A noite estava pesadamente escura. A 4ª Bachiana ressoava por todo o teatro. Todos os espectadores, trajados elegantemente, como o ambiente pedia, saíam satisfeitos. Era uma área high class, como muitos diziam lá. Ouviam-se saltos altos, celulares tocando, motoristas particulares chegando. Mas alguma coisa mantinha a Bachiana ressoante naquele lugar.
Havia um mendigo na porta do teatro. Encolhido, pois o vento era muito forte. Era um período de chuva. Os espectadores comentavam sobre a beleza que eram as peças de Vila-Lobos. “Dava orgulho de ser brasileiro, ao ouvi-lo”; era o que alguns diziam, resumindo o pensamento de todos que estavam no teatro. O mendigo continuava lá fora. Não poderia compartilhar da mesma opinião. A fome e a falta de panos não o deixaram ouvir a orquestra. Ouvia apenas a indiferença que saia dos espectadores. Gestos, falas, sorrisos que não eram para o pedinte. A Bachiana era tão bela...
O vento ficava cada vez mais forte. O tempo, mais fechado. Guardas-chuva se abrem. O mendigo se encolhe, olhando para os lados. Não há lugar para se proteger. Ele levanta. Receoso, tentando se cobrir com o pouco de pano e papelão que tinha em mãos, se aproxima da entrada principal do teatro. Tenta conseguir pelo menos alguns papelões a mais ou um espacinho no teatro até passar a chuva. Os espectadores se entreolham. Torcem bocas e olhares, aumentando o frio no homem estranho que aparecera. Um segurança, ainda se aproximando, gesticula para o mendigo se afastar. Ali não era lugar para ele. O farrapo nem ao menos se explicar conseguiu. Empurrado e abatido, volta para a rua.
A chuva ficou mais forte. Começava a respingar nos espectadores que estavam na porta do teatro. Eles entraram para se proteger, apesar do concerto já ter acabado. Só um homem estava lá fora. Não dava pra ver o rosto dele. A chuva era mais forte. Devia haver lágrimas marcando o compasso da Bachiana, mas ninguém ouvia. Talvez a Bachiana do mendigo não precisasse mais de choros. A sua regência era eterna. Os espectadores continuavam a conversar e a elogiar o espetáculo. “Como um homem inseria tanta brasilidade na música erudita? Era esplendoroso!”. Eles só pensavam na Bachiana.
O mendigo, ainda na porta, olhou novamente para os lados na esperança de achar um abrigo. Seu papelão e sua roupa já estavam ensopados. Ele começava a se tremer. O frio aumentara, assim como o vento. Voltou-se para o teatro.
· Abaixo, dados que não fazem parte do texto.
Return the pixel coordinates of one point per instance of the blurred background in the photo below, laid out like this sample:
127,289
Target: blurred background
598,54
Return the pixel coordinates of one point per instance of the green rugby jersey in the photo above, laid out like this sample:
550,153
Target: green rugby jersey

Alguns espectadores olhavam, talvez mais preocupados com seus motoristas que demoravam a chegar. Alguns até comentavam sobre o mendigo. O homem da rua, que não sabia mais para onde olhar (sua cabeça estava abaixada), ergue suas mãos tremidas pelo frio até o peito e as junta. Após isso, ele vagarosamente se ajoelha. Não havia mais para onde olhar. O céu estava fechado. E o chão escondia sua vergonha.
Os espectadores se espantam. Não se ouve mais elogios. Nem a chuva era ouvida. Apenas um choro regendo um prelúdio. Prelúdio este que não acabava. Ecoava em cada dia desse homem ajoelhado, mesmo sem ele nunca ter pisado em um teatro.
O prelúdio ganha um novo regente. Não há gestos graciosos de um maestro, mas sim duas mãos trêmulas, unidas e encostadas ao peito. Os espectadores começaram a ouvir, de verdade, a Bachiana. Lágrimas acompanhavam a sinfonia ouvida por aqueles que o teatro sempre deixara de fora. A Bachiana era muito mais conhecida para o mendigo do que para os espectadores. Ela o tocou primeiro. E ele não quis ouvi-la. Era ele o maestro, agora, e os espectadores sentiam a triste regência escorrer entre gotas de chuva e lágrimas. As súplicas que nunca foram ouvidas, as moedas que nunca foram dadas, um espaço não cedido para que a chuva não o molhasse, lágrimas que nem com a força dos céus conseguiam ser ouvidas. Agora a Bachiana fazia com que aqueles que estavam dentro do teatro ouvissem o maestro. Ouvissem suas lágrimas.
Mas, ainda assim, os espectadores continuavam dentro do teatro, e o mendigo, fora. Alguns saíam pelos fundos do teatro, outros passavam pela escada que o mendigo se encontrava. O segurança não tinha mais coragem de tirá-lo de lá. Ninguém tinha coragem de, ao menos, olhar para ele. A chuva escorreu a dignidade de todos. A chuva escondia o rosto de todos. O maestro conseguiu comover sua platéia. Mas as palmas não vieram. Todos olhavam para baixo. O prelúdio se eternizou.